🤖 AI Summary
Existing microscopic traffic simulation relies on single real-world datasets, resulting in insufficient scenario diversity and limiting the training and evaluation efficacy of autonomous driving algorithms. Method: We propose an infinite-diversity traffic scenario generation framework tailored for autonomous driving, introducing a novel two-stage paradigm that synergistically integrates large language models (LLMs) and vision-language models (VLMs): semantic scene planning driven by LLMs in Stage I, followed by high-fidelity trajectory synthesis guided by VLMs in Stage II. We further design DriveGen-CS—a fine-tuning-free method that leverages algorithmic failure feedback to automatically trigger long-tail and edge-case scenario generation. The framework incorporates retrieval-augmented generation (RAG), diffusion-based planners, and customized trajectory modeling. Results: Experiments demonstrate significantly superior scenario diversity over state-of-the-art methods, improved downstream driving policy performance, and a 37% increase in edge-case detection rate.
📝 Abstract
Microscopic traffic simulation has become an important tool for autonomous driving training and testing. Although recent data-driven approaches advance realistic behavior generation, their learning still relies primarily on a single real-world dataset, which limits their diversity and thereby hinders downstream algorithm optimization.
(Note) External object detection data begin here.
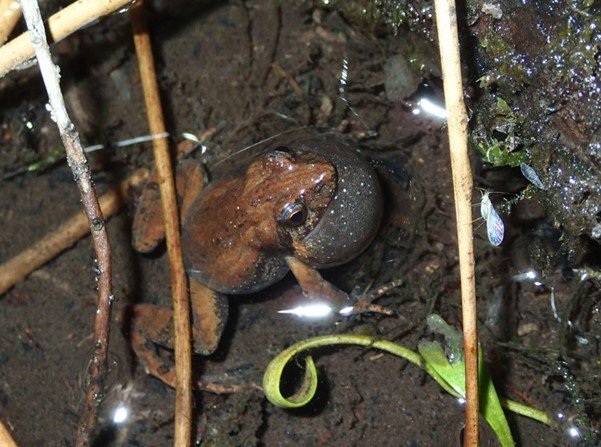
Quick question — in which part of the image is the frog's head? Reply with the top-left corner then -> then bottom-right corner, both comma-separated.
275,135 -> 382,268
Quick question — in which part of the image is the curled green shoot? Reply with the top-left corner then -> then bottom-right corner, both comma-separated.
263,329 -> 554,446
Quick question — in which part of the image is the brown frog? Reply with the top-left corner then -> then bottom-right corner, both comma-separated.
124,135 -> 382,385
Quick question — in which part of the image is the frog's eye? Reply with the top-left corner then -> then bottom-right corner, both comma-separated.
280,200 -> 307,227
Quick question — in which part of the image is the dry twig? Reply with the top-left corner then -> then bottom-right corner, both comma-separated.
131,1 -> 192,447
0,169 -> 148,295
0,0 -> 21,46
0,0 -> 132,78
21,0 -> 113,446
434,0 -> 479,447
0,421 -> 17,447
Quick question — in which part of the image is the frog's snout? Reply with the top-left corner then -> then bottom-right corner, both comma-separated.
292,139 -> 383,268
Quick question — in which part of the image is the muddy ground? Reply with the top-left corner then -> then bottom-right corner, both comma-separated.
0,1 -> 601,446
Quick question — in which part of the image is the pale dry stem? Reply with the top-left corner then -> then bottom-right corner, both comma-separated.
21,0 -> 113,447
0,0 -> 21,46
434,0 -> 479,447
0,0 -> 132,78
0,421 -> 17,447
131,1 -> 192,447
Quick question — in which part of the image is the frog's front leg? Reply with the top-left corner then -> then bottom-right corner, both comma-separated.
286,256 -> 350,308
126,279 -> 228,387
286,256 -> 394,315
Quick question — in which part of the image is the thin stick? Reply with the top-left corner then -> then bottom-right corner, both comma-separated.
0,421 -> 17,447
0,169 -> 148,295
21,0 -> 113,446
434,0 -> 479,447
0,0 -> 21,46
0,0 -> 132,78
131,1 -> 192,447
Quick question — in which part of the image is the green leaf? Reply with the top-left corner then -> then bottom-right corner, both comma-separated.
418,315 -> 515,447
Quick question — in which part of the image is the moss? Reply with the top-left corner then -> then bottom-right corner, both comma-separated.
468,0 -> 601,245
321,0 -> 434,33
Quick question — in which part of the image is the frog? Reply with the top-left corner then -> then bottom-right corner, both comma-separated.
127,134 -> 383,386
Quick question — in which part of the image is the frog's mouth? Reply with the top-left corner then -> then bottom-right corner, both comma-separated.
295,135 -> 383,268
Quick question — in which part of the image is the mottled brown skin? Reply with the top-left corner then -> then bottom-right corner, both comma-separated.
124,136 -> 382,385
182,150 -> 336,294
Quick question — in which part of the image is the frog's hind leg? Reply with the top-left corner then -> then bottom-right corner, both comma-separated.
122,280 -> 228,387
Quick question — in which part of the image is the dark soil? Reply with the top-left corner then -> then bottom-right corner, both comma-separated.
0,0 -> 601,446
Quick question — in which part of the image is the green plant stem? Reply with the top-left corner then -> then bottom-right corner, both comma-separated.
263,334 -> 555,426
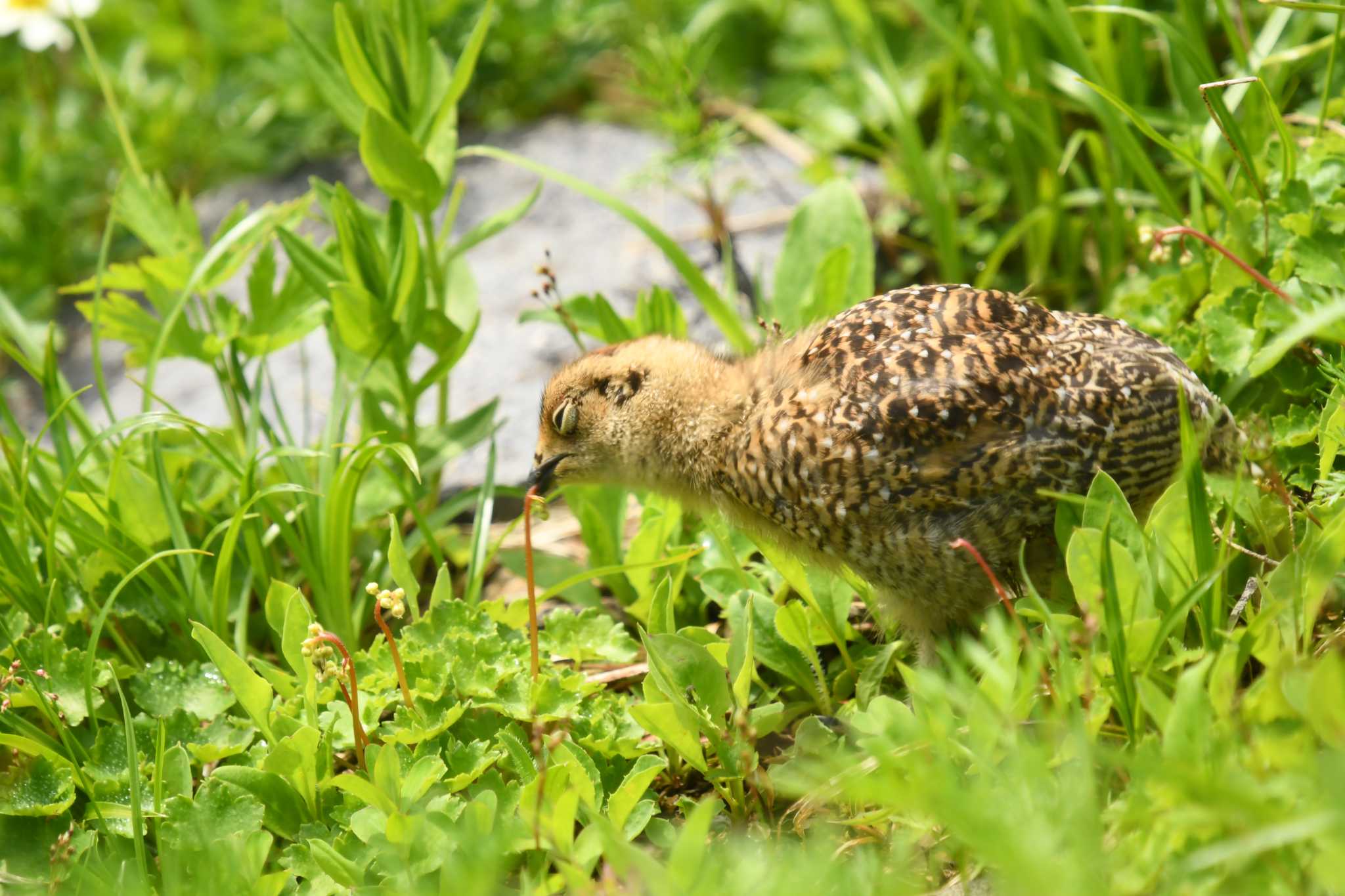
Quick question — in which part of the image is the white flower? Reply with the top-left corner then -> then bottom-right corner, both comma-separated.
0,0 -> 102,53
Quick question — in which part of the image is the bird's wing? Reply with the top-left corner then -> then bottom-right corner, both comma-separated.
802,286 -> 1217,511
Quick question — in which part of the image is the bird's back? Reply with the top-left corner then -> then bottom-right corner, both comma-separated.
721,285 -> 1236,642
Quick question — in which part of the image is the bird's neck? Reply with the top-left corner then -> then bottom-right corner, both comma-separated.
629,351 -> 752,505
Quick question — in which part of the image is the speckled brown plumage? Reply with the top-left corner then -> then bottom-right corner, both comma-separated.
535,285 -> 1237,650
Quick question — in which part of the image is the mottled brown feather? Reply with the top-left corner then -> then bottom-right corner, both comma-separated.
537,285 -> 1237,663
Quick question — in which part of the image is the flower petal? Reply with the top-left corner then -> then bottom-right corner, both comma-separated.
19,16 -> 74,53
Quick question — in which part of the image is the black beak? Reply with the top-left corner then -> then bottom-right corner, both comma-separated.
527,454 -> 570,494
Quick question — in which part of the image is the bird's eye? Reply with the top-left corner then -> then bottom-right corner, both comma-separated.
552,402 -> 580,435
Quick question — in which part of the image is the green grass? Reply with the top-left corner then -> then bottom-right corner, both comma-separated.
0,0 -> 1345,893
In this paper, we propose DriveGen, a novel traffic simulation framework with large models for more diverse traffic generation that supports further customized designs. DriveGen consists of two internal stages: the initialization stage uses large language model and retrieval technique to generate map and vehicle assets; the rollout stage outputs trajectories with selected waypoint goals from visual language model and a specific designed diffusion planner. Through this two-staged process, DriveGen fully utilizes large models' high-level cognition and reasoning of driving behavior, obtaining greater diversity beyond datasets while maintaining high realism. To support effective downstream optimization, we additionally develop DriveGen-CS, an automatic corner case generation pipeline that uses failures of the driving algorithm as additional prompt knowledge for large models without the need for retraining or fine-tuning. Experiments show that our generated scenarios and corner cases have a superior performance compared to state-of-the-art baselines. Downstream experiments further verify that the synthesized traffic of DriveGen provides better optimization of the performance of typical driving algorithms, demonstrating the effectiveness of our framework.